Il Consiglio Superiore della Magistratura, chiamato a decidere sull’eventuale incompatibilità di Laudati con la procura di Bari, infatti, potrebbe chiudere la vicenda senza attribuire eventuali responsabilità o ragioni. Il motivo è tutto in una sentenza del Consiglio di Stato dello scorso mese di giugno.

Tale provvedimento annulla il trasferimento per incompatibilità ambientale del gip Clementina Forleo, da Milano a Cremona: trasferimento stabilito proprio da un precedente verdetto del Csm, del 28 luglio 2008 , che era stato chiamato a decidere sulla condotta del magistrato originario di Francavilla Fontana, in merito ad alcune dichiarazioni da lei rilasciate a stampa e televisione: in particolare, un’intervista per il programma televisivo “Annozero”, diretto dal giornalista Michele Santoro.

A circa tre anni di distanza da quel provvedimento, il Consiglio di Stato ha dato ragione al Tar del Lazio che già nel 2009 aveva stabilito che Clementina Forleo sarebbe dovuta rimanere a Milano. La sentenza del Consiglio di Stato, in sintesi, limita i poteri dello stesso Csm, richiamandosi al principio di “inamovibilità” dei magistrati, sancito dalla nostra Costituzione, che li tutelerebbe  non solo dalle possibili ingerenze di altri poteri “ma anche all’interno dello stesso ordine giudiziario”.

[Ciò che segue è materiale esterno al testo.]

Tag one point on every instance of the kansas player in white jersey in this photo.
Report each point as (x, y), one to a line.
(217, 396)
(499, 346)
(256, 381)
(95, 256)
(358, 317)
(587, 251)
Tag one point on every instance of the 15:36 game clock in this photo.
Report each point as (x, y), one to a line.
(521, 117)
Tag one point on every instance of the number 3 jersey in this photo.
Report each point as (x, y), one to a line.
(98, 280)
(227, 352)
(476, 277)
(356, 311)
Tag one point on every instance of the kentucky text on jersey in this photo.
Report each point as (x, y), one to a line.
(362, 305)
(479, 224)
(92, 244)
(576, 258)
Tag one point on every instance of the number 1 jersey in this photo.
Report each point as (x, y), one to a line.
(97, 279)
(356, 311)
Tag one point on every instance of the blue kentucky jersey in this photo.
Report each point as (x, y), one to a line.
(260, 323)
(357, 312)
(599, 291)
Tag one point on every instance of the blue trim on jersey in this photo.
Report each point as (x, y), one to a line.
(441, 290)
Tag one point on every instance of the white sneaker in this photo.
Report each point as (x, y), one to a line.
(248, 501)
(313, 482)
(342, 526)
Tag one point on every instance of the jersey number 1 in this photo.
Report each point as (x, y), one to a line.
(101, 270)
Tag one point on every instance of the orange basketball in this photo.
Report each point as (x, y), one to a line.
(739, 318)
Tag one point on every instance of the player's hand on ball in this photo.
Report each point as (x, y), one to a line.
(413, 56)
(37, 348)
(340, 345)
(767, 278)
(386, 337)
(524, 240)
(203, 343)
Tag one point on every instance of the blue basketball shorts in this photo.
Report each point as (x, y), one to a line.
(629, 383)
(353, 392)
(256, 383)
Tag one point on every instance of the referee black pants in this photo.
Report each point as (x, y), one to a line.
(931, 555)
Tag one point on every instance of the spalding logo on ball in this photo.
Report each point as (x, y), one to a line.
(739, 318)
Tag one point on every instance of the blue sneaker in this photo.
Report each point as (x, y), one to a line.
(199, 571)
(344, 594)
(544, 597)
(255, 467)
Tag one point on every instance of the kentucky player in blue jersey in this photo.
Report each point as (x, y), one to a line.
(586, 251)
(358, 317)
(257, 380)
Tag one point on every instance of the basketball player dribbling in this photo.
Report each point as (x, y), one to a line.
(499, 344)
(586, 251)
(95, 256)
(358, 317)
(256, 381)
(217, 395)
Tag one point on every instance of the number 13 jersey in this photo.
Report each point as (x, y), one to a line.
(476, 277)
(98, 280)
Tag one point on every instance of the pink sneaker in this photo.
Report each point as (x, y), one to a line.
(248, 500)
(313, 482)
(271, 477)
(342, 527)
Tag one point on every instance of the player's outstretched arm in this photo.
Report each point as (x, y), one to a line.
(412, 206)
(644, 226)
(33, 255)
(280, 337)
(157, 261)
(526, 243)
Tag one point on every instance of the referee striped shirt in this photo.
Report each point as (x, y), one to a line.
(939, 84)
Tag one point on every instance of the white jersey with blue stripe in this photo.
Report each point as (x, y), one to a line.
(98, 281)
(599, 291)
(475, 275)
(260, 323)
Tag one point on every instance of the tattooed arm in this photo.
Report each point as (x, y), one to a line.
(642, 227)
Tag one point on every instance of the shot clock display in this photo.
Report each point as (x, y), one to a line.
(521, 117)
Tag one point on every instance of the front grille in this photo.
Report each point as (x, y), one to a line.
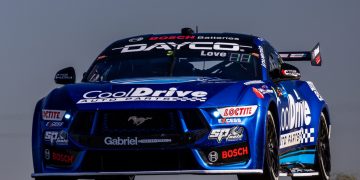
(158, 160)
(138, 122)
(143, 127)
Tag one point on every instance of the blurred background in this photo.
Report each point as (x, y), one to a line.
(37, 38)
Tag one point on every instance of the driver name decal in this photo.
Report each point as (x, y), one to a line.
(142, 94)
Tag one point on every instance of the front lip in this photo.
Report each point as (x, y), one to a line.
(97, 174)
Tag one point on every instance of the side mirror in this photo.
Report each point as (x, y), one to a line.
(289, 72)
(65, 76)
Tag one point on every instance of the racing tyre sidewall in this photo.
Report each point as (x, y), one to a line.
(323, 150)
(271, 161)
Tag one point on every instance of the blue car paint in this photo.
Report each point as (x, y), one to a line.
(223, 93)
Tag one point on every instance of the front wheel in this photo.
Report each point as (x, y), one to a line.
(322, 156)
(271, 161)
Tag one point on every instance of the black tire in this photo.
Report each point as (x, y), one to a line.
(117, 178)
(322, 156)
(271, 161)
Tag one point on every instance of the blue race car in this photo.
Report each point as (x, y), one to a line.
(186, 103)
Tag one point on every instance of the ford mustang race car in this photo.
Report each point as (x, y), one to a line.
(186, 103)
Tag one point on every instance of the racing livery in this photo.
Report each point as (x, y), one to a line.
(187, 103)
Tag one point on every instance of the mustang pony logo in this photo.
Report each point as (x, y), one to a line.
(138, 120)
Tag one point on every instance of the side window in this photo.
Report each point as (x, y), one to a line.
(274, 62)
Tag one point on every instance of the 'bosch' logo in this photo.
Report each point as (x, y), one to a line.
(213, 156)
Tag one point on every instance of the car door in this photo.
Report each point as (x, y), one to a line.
(293, 111)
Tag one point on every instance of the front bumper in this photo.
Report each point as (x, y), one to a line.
(194, 158)
(98, 174)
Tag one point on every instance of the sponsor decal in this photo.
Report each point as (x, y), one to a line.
(265, 90)
(297, 137)
(121, 141)
(56, 137)
(137, 39)
(292, 73)
(296, 115)
(258, 93)
(47, 154)
(52, 115)
(212, 54)
(295, 118)
(313, 88)
(218, 38)
(254, 82)
(168, 46)
(240, 111)
(132, 141)
(234, 153)
(161, 38)
(153, 141)
(138, 120)
(64, 158)
(262, 56)
(229, 121)
(101, 57)
(213, 156)
(143, 94)
(293, 55)
(229, 134)
(54, 124)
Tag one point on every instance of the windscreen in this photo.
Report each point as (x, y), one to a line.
(221, 59)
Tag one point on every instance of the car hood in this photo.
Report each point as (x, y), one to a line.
(179, 92)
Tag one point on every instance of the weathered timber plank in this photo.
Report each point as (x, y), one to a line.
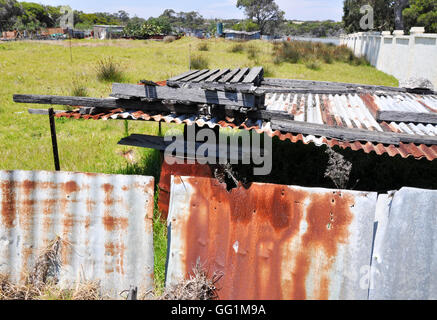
(206, 75)
(193, 95)
(184, 75)
(254, 76)
(347, 134)
(106, 103)
(396, 116)
(240, 75)
(229, 76)
(43, 112)
(217, 75)
(158, 143)
(195, 75)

La Forleo aveva indagato sui “furbetti del Quartierino” e sui loro rapporti con alcuni politici. Da quel momento erano iniziate le sue vicissitudini personali e giudiziarie. Quello stesso Csm che nel giugno 2007 l’aveva promossa, all’unanimità, da magistrato di tribunale a magistrato di Corte d’Appello, «per la capacità,  la laboriosità, la diligenza e la preparazione dimostrata nell’esercizio delle funzioni espletate», poco tempo dopo la condannava al trasferimento per incompatibilità ambientale.

La sentenza del Consiglio di Stato, nel caso specifico di Clementina Forleo, stabilisce anche che le dichiarazioni rilasciate dal magistrato agli organi di stampa, avrebbero potuto essere giudicate al massimo come una «trasgressione di qualsiasi dovere etico e deontologico» e, magari, essere censurate, ma non rappresentavano un comportamento in grado di «incidere in modo pregiudizievole sull’indipendente e imparziale esercizio della funzione giudiziaria».